The quest for peripheral tolerance in human transplantation remains unfulfilled and new insight is required. Therapeutic strategies able to induce peripheral tolerance in murine models have thus far been unable to reliably induce tolerance in non-human primates (NHP). Nonetheless, murine models have been instructive in defining important targets and demonstrating that combination therapy is much more robust. Indeed, anti-CD154, even as a single agent allowed significant treatment-free survival in NHP, even if true tolerance was not achieved. Based on potent synergy with anti-CD154 and other agents in the most stringent murine transplant models and a unique mechanisms of action that include induction of the endogenous inhibitory costimulatory molecule, CTLA-4 and de novo generation of regulatory T cells (Tregs), we now propose to study the ability of anti-CD45RB-based regimens to induce renal allograft tolerance in NHP. Preliminary findings using an anti-human CD45RB as a single agent or with Rapamycin demonstrate occasional long-term survival. However, success may be hampered by rapid development of anti-murine Abs (MAMA). Based on potent synergy both in terms of tolerance induction and in terms of mechanisms of action, we now propose:
In Aim 1, we will determine the efficacy of anti-CD45RB plus anti-CD40 (blockade of positive costimulation through CD40/CD154 combined with augmentation of negative costimulatory signaling through CTLA-4);
In Aim 2, combining anti-CD45RB with sCD83, a novel and powerful inhibitor of DC maturation (since tolerogenic DC combined with de novo induction of Treg by anti-CD45RB forms a positive feedback loop for generating Tregs). Additional agents such as donor-specific transfusion (DST) or Rapamycin will be added if necessary, again based on potent synergy in both murine and NHP models.

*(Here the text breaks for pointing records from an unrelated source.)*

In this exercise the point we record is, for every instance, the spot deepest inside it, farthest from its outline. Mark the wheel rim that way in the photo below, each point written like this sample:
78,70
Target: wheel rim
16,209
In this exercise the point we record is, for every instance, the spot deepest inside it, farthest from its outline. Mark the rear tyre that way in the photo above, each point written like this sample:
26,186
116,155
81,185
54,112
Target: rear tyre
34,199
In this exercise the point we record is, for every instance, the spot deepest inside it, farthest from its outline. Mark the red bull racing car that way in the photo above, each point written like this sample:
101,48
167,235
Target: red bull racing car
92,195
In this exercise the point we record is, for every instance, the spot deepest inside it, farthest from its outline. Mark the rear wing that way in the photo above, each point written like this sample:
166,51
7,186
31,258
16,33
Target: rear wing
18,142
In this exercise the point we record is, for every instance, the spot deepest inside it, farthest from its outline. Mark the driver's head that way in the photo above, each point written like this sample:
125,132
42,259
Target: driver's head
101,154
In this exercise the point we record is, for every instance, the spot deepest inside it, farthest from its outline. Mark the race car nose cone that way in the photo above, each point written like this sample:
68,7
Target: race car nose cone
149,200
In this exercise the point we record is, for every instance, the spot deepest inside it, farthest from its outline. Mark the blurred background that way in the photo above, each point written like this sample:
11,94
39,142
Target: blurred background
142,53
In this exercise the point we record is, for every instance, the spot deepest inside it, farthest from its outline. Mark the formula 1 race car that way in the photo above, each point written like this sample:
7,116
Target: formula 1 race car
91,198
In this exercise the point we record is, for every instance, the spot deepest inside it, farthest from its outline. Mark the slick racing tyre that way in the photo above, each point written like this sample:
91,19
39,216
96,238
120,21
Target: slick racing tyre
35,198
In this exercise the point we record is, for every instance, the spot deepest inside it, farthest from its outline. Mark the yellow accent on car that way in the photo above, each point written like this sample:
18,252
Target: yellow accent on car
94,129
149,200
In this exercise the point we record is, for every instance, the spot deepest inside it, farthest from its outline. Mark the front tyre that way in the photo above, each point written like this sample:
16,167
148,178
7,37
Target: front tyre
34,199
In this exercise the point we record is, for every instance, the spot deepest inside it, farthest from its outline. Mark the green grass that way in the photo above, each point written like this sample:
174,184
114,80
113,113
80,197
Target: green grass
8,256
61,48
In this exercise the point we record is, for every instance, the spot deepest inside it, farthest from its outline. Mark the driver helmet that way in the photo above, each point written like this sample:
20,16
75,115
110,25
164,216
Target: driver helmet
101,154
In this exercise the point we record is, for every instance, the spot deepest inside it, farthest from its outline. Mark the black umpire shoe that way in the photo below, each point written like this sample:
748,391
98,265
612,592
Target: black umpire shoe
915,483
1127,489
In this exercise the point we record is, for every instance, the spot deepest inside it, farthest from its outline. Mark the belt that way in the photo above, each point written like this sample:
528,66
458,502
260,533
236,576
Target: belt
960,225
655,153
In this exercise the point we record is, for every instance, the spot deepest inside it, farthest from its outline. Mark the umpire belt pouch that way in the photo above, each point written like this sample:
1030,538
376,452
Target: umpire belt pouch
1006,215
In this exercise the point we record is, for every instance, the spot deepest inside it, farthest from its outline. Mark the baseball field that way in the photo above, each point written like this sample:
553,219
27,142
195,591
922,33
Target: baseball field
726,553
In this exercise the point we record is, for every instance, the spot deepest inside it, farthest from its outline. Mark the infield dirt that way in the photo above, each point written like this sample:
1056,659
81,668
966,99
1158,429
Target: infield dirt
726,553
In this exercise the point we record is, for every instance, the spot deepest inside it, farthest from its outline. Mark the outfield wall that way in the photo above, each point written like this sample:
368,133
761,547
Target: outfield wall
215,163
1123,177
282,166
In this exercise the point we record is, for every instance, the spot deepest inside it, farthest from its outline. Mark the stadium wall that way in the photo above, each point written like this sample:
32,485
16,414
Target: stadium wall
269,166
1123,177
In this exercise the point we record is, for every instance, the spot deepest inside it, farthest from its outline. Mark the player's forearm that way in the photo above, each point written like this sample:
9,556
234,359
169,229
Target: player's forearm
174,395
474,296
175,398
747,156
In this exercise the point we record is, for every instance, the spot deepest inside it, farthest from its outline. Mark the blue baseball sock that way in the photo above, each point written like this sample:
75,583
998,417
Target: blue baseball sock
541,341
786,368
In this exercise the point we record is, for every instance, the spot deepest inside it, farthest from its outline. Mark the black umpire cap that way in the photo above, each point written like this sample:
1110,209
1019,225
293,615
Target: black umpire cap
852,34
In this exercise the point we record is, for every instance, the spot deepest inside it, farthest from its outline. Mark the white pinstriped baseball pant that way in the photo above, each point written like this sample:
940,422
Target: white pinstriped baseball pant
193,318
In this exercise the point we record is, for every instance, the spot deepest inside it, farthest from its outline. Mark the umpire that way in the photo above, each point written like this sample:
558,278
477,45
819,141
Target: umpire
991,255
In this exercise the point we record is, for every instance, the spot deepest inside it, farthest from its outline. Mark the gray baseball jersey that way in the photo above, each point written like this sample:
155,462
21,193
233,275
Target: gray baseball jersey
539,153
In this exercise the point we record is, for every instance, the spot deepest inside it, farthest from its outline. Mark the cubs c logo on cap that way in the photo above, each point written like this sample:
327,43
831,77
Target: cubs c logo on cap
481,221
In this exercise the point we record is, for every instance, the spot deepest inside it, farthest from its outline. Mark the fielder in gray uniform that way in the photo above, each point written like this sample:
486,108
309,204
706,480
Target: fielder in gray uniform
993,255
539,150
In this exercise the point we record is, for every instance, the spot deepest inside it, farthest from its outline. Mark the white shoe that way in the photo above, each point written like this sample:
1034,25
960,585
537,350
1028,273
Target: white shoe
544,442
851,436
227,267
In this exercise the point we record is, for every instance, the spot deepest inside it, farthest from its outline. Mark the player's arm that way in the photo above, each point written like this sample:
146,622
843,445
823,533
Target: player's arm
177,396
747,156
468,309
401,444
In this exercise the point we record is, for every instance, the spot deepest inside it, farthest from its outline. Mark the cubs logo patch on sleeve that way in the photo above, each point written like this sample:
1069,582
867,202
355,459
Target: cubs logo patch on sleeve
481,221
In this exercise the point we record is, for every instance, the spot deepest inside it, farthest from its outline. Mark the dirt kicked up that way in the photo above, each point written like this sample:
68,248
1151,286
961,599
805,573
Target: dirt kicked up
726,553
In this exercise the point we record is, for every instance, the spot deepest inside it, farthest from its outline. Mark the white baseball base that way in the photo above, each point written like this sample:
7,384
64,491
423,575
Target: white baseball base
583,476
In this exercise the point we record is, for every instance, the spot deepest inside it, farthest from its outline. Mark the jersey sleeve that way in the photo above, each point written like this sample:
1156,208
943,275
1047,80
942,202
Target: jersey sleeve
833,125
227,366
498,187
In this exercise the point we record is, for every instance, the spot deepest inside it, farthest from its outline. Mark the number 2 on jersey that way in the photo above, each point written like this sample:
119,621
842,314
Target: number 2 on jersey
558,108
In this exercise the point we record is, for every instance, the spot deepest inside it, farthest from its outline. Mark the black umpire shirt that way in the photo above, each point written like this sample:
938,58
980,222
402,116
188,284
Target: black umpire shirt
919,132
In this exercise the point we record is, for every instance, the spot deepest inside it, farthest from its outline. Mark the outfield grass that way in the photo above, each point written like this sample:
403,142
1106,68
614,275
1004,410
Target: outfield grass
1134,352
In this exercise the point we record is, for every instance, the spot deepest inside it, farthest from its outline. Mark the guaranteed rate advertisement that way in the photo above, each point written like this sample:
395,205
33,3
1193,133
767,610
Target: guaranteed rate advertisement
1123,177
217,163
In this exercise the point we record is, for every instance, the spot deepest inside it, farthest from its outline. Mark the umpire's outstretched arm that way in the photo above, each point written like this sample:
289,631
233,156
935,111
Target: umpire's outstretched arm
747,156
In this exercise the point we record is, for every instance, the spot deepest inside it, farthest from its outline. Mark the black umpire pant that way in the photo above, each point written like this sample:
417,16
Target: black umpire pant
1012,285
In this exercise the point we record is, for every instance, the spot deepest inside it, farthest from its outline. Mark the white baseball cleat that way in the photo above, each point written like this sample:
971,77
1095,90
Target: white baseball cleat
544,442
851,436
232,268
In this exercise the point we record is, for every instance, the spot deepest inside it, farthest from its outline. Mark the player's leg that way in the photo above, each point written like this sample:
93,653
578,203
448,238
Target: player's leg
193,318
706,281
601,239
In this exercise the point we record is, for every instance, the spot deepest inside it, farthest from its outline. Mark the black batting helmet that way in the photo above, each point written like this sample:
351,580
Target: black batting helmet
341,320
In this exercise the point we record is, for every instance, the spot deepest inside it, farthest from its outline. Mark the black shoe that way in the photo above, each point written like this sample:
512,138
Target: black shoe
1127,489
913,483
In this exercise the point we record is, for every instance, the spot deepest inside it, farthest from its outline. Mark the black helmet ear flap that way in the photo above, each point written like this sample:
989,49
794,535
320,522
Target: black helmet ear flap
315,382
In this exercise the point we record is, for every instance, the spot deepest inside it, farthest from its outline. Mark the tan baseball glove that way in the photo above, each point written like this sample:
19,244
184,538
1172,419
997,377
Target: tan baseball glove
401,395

In Aim 3, mechanistic studies will be performed to extend insight gained from murine studies, and specifically address the effects of the added agents on Treg generation, anergy, deletion, and inhibition of B cell and DC activation.
In Aim 4, specific signals that induce de novo conversion of non-regulatory cells into regulatory T cells (Tregs) without requiring cell activation will be defined. This will provide new insight into Treg immunobiology and an opportunity to define new more potent and specific therapeutic targets future.